Отец мой схватил его руку и горячо пожимал ее, стараясь передать этим пожатием всю свою преданность, всю любовь к своему бывшему начальнику.

— Нет, нет, не так! Ты обними меня и поцелуй, как брат, — сказал Жан Корбиак, — мой верный, надежный друг! — говорил он с глубокой нежностью, растроганный до глубины души, как будто при виде своего прежнего товарища в памяти его с новой силой ожили былые годы и былая слава, а также былое горе и скорби давно минувших дней.

Затем настала очередь Клерсины и моя, а также и старого Купидона. Для каждого из нас у Корбиака нашлось прочувствованное слово, сердечный, ласковый привет, слово горячей благодарности. Да, душа в нем все еще была молода и полна чувств и сил! С этого момента я полюбил этого человека, как любил его всю жизнь мой отец, и, пока жив, не перестану любить и чтить его до гробовой доски.

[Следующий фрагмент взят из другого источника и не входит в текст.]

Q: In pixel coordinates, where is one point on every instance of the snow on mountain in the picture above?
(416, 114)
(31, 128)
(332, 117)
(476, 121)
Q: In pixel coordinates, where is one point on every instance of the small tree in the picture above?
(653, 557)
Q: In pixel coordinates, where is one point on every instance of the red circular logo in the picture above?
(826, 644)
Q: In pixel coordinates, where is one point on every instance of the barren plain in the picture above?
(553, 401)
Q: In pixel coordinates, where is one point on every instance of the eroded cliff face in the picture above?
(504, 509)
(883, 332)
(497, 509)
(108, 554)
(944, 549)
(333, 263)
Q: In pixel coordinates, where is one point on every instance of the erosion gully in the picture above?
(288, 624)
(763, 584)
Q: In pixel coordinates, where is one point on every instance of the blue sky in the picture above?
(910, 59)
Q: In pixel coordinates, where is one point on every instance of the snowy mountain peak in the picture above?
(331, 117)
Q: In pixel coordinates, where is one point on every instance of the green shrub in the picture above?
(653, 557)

Когда первые моменты волнения прошли и все мы успели немного прийти в себя, стали поговаривать и о том, что следует сделать привал и позавтракать с дороги. Но место, где произошла наша встреча, было совершенно открытое, так что перспектива расположиться здесь на более продолжительное время отнюдь не улыбалась никому из нас. Я стал отыскивать более благоприятную местность для бивуака и вскоре отыскал прелестный уголок на опушке соседнего лесочка. Не долго думая, все направились туда. Мне действительно посчастливилось в этом случае, так как трудно было придумать что-либо лучшее, более живописное и очаровательное, чем этот зеленый уголок. Перед нами, к югу, расстилалось необозримое пространство едва приметным скатом спускавшейся саванны; на самом краю горизонта искрилось и сверкало море, сливаясь с небом; за спиной у нас возвышался густой темной стеной кедровый лес, расступавшийся полумесяцем над лужайкой, поросшей свежим зеленым мхом, и тут же бежал, весело журча, светлый ручеек, кативший свои холодные струи в волны Сабины. Все мы находились в веселом настроении, не исключая даже и нашего больного, который теперь был необычайно весел. Когда его снимали с носилок и устраивали на лужку, он шутил и смеялся так, как, вероятно, не шутил еще ни разу с тех пор, как болезнь приковала его к этому креслу.